Australia is building a stablecoin system that excludes consumers
Some good news first: Australian banks are moving to trial stablecoins and tokenised assets.
Wholesale stablecoin pilots like Project Acacia are a welcome development. Lower cost and faster payments are cause for celebration. The issue is what comes next and whether Australia is bold enough to articulate a clear, proportionate pathway for stablecoins to move from closed, institutional trials to consumer-facing payments that deliver public benefit.
What Stablecoins are good for
Stablecoins are designed to move value quickly, reliably and cheaply. Their most compelling use cases are in cross-border payments, remittances and peer-to-peer transactions. This is where fees, friction and delays remain real problems. For places like Fiji, Tonga and other Pacific Islands, remittances are a key source of national income but transaction costs can often exceed 10%. It doesn't have to be this way - at a fraction of the cost with flat network fees, stablecoins can put more money in the pocket of consumers.
Yet in Australia, stablecoins are being embraced primarily as a wholesale efficiency tool. Banks and institutional partners are experimenting with tokenised settlement to tinker with existing systems while consumers miss out, constrained by access, policy uncertainty and a lack of national vision.
The Parliamentary Inquiry into the Payments Sector is currently examining the impacts of monopolistic power among card scheme operators. Evidence before the committee has highlighted that credit card transaction fees alone are estimated to generate close to $1.2 billion annually in revenue. The word "revenue" is of course a zero sum game - it is ultimately a transfer of wealth from the pockets of merchants and consumers to the service providers.
A system shaped by incentives
This outcome is predictable given the incentives at play.
Even those enterprising individuals and small businesses that actively seek to use financial innovations will quickly find access constrained by Australia's major banks.
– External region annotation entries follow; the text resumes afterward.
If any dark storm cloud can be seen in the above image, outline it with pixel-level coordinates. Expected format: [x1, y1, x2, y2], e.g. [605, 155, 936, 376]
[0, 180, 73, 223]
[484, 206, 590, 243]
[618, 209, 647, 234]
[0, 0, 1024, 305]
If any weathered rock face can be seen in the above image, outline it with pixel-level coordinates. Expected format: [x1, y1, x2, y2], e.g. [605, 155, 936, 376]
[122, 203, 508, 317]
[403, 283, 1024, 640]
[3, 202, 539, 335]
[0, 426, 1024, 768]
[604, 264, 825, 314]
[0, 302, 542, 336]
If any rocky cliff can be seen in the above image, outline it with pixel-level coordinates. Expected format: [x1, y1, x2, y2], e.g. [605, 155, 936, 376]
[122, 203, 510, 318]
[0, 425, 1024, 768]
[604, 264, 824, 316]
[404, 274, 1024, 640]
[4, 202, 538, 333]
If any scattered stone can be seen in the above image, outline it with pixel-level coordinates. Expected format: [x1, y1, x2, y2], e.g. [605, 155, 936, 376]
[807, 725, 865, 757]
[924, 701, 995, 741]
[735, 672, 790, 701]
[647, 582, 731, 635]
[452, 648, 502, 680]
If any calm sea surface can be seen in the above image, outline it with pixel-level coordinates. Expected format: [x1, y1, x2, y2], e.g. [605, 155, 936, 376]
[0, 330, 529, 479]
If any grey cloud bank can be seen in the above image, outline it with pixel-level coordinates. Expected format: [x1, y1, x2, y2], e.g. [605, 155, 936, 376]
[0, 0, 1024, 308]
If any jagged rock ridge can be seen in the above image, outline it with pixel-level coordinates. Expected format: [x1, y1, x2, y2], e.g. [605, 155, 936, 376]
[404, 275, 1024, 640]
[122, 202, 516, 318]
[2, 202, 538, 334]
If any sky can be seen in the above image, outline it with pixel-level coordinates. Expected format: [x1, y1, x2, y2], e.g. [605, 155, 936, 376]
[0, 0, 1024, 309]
Parliamentary inquiries, industry submissions, and more individual user compliant posts than you can shake a stick at, have all raised concerns that compliant businesses continue to face account closures, transfer limits and opaque risk decisions.
A cynical view would be that this is anti-competitive behaviour. For the traditional institutions, enabling a superior technology which erodes your revenue base would be like turkeys voting for Christmas. A more generous interpretation would be that the recently uncertain regulatory status of the digital assets industry has stymied adoption by these inherently risk averse institutions..
It seems that the class exemption issued by ASIC on the distribution of stablecoins has made little difference and the outcome is that every day Australian consumers and businesses continue to miss out.
The case for an Australian Genius Act
This impasse poses a strong philosophical question - is Australia's ambition limited to marginal improvements to legacy systems or do we usher in a paradigm shift by building financial infrastructure that is appropriate for the 21st century?
Supporters of the status quo argue that retail stablecoin use cases will follow once regulatory frameworks mature and risks are better understood. There is merit in sequencing.But this sequencing stalls when there is no visible pathway from wholesale pilots to consumer access. Particularly when it appears the old guard is doing all it can to slow down retail adoption in every other context.
As we sit on the sidelines, the rest of the world is embracing new technologies. Total stablecoin transaction volume grew 72% last year, reaching an all-time high of $33 trillion. Major economies like the US and the UK have started rolling out regulatory regimes to encourage safe innovation. In Australia, by contrast, stablecoins are proving their value behind closed doors while everyday payment costs and delays persist.
The risk for Australia is not that stablecoins fail, it is that they succeed only to preserve the status quo. The solution is clear: introducing rules that unlock both wholesale experimentation and proportionate, consumer-facing use cases, rather than leaving access to discretion and inertia. This is precisely what the GENIUS Act seeks to do in the US, and Project Acacia is the best local example available as to why legislators must move quickly and show ambition to ensure benefits are shared throughout the economy.